Tu es doué pour le taijutsu, le félicita-t-il.

 Le Gensouard extirpa son katana de son fourreau, qu’il portait le long de son dos. Était-ce son domaine d'expertise ? Tokri se doutait qu’il connaîtrait rapidement la réponse à cette question. L’Utak régula sa respiration, se doutant qu’un mauvais mouvement pouvait entraîner une défaite immédiate. Ce garçon était un Chuunin, il ne fallait pas le prendre à la légère. Sarouh se positionna, attendant que Tokri vienne à lui. Ce dernier feinta une attaque, à laquelle Sarouh répliqua de sa lame.
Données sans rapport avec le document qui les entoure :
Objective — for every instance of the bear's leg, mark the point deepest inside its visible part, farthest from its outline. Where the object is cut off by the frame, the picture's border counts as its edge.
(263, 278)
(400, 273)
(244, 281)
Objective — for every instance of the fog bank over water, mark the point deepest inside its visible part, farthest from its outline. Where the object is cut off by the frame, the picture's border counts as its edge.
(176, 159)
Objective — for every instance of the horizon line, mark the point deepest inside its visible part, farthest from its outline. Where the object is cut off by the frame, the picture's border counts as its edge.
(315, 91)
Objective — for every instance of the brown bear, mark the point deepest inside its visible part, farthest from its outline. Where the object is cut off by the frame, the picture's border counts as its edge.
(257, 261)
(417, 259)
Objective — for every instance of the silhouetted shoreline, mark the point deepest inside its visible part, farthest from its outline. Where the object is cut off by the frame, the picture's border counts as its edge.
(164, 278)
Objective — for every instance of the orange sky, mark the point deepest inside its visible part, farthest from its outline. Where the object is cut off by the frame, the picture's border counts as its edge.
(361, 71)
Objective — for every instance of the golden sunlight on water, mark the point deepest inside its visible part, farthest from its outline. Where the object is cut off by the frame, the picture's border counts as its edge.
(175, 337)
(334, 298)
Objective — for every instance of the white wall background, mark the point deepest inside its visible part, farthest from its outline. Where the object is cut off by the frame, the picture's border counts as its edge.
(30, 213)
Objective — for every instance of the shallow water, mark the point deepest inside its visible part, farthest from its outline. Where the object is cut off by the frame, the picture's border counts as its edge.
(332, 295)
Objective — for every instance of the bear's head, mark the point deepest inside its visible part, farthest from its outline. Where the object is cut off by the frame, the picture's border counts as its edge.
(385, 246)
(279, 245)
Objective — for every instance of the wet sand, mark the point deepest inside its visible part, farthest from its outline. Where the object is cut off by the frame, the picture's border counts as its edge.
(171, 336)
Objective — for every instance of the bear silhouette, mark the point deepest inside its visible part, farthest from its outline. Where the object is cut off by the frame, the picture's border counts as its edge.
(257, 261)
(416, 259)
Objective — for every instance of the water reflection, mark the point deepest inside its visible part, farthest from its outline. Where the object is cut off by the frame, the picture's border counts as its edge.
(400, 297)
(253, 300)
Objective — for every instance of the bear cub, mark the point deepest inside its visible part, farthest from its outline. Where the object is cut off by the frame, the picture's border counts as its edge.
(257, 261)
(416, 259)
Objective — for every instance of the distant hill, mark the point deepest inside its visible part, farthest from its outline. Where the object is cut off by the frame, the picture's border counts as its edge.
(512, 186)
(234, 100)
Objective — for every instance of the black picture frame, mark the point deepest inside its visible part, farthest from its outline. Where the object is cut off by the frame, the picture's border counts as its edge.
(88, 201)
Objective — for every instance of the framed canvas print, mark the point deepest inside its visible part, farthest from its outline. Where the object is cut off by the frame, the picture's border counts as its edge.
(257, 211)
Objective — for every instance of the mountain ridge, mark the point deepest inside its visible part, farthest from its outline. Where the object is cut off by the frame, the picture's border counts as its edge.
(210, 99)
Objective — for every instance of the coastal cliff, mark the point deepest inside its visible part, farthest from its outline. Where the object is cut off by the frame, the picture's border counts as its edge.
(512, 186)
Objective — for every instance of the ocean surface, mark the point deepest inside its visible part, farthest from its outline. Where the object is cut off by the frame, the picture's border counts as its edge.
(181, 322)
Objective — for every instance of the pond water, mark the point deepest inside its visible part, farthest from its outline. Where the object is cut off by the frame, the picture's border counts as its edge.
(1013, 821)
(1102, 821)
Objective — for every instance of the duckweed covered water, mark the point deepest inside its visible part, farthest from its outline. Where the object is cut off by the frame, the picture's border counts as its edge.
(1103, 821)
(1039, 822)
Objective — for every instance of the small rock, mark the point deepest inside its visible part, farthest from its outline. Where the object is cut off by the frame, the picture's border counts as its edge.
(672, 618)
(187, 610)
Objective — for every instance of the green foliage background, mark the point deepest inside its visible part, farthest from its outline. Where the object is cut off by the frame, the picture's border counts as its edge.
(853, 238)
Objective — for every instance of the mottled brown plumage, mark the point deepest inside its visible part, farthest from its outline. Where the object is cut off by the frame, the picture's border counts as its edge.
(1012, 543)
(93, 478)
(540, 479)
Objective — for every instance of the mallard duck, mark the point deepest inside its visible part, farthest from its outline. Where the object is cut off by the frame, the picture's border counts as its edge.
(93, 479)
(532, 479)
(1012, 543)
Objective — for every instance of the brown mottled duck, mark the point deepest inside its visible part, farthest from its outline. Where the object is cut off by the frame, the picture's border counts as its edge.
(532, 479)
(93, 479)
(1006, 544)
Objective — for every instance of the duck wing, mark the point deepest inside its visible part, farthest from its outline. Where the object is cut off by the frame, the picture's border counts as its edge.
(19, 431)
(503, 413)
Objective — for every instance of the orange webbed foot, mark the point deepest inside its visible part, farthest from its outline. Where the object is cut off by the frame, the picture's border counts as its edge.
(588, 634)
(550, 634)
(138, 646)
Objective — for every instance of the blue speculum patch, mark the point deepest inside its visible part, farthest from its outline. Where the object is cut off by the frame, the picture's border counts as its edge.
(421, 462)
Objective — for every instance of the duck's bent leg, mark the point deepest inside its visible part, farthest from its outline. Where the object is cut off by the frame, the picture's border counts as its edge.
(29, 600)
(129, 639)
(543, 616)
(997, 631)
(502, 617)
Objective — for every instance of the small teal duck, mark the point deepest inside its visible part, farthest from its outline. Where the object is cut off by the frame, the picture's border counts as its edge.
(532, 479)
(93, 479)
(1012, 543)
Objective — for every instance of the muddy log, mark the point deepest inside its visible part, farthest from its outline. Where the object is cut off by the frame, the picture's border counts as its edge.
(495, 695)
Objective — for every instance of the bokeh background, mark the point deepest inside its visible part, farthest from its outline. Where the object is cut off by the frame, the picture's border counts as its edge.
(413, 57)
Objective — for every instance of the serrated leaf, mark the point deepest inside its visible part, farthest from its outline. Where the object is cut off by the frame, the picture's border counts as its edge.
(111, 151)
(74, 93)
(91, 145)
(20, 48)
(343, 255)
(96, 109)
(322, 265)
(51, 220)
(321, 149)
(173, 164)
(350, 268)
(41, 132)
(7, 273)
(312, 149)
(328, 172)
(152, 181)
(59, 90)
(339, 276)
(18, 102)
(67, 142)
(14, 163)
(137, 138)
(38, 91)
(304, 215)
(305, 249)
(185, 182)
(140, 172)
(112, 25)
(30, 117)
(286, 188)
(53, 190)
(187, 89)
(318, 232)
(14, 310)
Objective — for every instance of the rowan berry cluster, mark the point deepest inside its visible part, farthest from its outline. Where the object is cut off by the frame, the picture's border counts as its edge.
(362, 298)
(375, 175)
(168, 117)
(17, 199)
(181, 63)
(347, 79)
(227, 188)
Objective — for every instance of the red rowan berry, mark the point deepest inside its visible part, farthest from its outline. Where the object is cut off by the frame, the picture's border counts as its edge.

 Une mince éraflure barra le ventre de Tokri. Décidé à ne pas le laisser se ressaisir, Sarouh porta à toute vitesse estocs et autre taille. Bien que débordé, le Chikarate parvenait à esquiver la lame aiguisée. Le Chuunin finit par s’éloigner. Il toisa son adversaire d’un sourire narquois et fit glisser un index le long de son arme, qui disparut progressivement.

 Il ne manquait plus que cela. Du genjutsu.

 — Voyons si tu parviens à esquiver une lame invisible, le défia-t-il.